The race is on to cut corporate tax rates around the world. Last year, eight countries, including Germany and the Netherlands, cut their corporate tax rates. The year before, five countries did the same. Now the question is: Will the United States join the competition — and if so, when?
“Right now the U.S. has the second-highest marginal tax rate,” says Mark A. Weinberger, Americas vice chairman–tax services at Ernst & Young LLP. That needs to be reevaluated, he argues, “if we are looking to keep jobs and businesses here.”
According to the Treasury Department, the top corporate tax rate in the United States, including state taxes, is 39 percent. The average for other industrialized countries? Only 31 percent. Because “our current system for taxing businesses and multinational corporations has developed in a patchwork fashion spanning decades,” the agency wrote in a 52-page report prepared for a July conference on the matter, the result is “a web of tax rules that can harm the competitiveness of U.S. companies.”
To address the issue head-on, in October Rep. Charles Rangel (D–N.Y.), chairman of the House Ways and Means Committee, introduced the Tax Reduction and Reform Act of 2007. The main feature of the legislation is a drop in the corporate tax rate to 30.5 percent. But the proposal comes with a laundry list of offsets (see “Wrangling Over Rangel” at the end of this article), including the permanent repeal of the deduction for domestic production activities and the last-in, first-out (LIFO) inventory accounting method. It contains so many offsets, in fact, that Financial Executives International (FEI) has indicated concern over “the impact some of the revenue offsets in this bill could have on the global competitiveness of U.S. companies.”
Obtaining both a lower rate and limited offsets in a “pay-as-you-go” legislative environment, which requires that any new spending be offset by new sources of revenue or cuts, will not be easy. Getting Corporate America to back a single proposal may be next to impossible.

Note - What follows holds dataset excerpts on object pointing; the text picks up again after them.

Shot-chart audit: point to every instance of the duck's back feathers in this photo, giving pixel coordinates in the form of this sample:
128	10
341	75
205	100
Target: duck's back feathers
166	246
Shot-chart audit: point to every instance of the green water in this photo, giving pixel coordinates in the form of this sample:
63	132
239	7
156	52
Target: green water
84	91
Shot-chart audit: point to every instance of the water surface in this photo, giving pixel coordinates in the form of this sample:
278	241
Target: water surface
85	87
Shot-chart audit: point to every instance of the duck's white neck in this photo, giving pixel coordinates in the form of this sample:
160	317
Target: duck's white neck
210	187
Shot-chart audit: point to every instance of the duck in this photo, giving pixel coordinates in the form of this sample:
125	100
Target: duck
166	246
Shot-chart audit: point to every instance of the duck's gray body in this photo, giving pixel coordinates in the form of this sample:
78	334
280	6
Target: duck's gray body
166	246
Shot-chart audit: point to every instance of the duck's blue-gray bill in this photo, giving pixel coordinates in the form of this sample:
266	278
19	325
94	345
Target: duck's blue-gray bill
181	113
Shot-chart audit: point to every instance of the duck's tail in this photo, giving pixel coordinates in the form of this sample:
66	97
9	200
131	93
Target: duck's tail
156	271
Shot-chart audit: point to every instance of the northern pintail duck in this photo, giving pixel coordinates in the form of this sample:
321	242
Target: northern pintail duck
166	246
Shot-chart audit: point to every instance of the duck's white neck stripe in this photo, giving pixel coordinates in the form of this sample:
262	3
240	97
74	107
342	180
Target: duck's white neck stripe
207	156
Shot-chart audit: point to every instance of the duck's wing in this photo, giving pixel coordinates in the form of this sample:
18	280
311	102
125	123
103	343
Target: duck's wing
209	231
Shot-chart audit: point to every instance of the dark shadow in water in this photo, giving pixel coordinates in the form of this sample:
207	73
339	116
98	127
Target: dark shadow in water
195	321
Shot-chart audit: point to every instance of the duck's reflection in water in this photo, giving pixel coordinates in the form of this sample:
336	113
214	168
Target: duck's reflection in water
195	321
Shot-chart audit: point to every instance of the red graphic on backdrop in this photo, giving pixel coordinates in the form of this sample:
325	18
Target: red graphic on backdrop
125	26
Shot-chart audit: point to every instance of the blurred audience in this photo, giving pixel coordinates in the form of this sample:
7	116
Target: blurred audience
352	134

Finance chiefs and tax directors, after all, care more about their effective tax rates than the official rate. And they have been very adept at using the myriad allowances and deductions in the tax code to their advantage — achieving a 24 percent effective rate on average. Any tax overhaul that waters down or eliminates precious deductions will have a tough time garnering universal corporate support. In fact, says Mark Prysock, FEI’s general counsel, the only thing it guarantees is that there will be “winners and losers.”
No Easy Fix
The last round of real tax reform dates back to the Reagan era, when the Tax Reform Act of 1986 slashed the top corporate tax rate from 46 percent to 34 percent. By 1993, however, that rate had crept back up to 35 percent. Adding state taxes to the mix pushes it to the current 39 percent.
How much the rate deters international business from coming into the United States is subject to debate. But there is a growing sense that rate creep has fueled the lowering of rates elsewhere — which in turn attracts U.S. dollars overseas. A recent study by Michael Devereux and Ben Lockwood of the University of Warwick found that when an EU country cuts its corporate tax rate by 10 percent, it can expect a 60 percent increase in investment by U.S. multinationals — at least in the short term.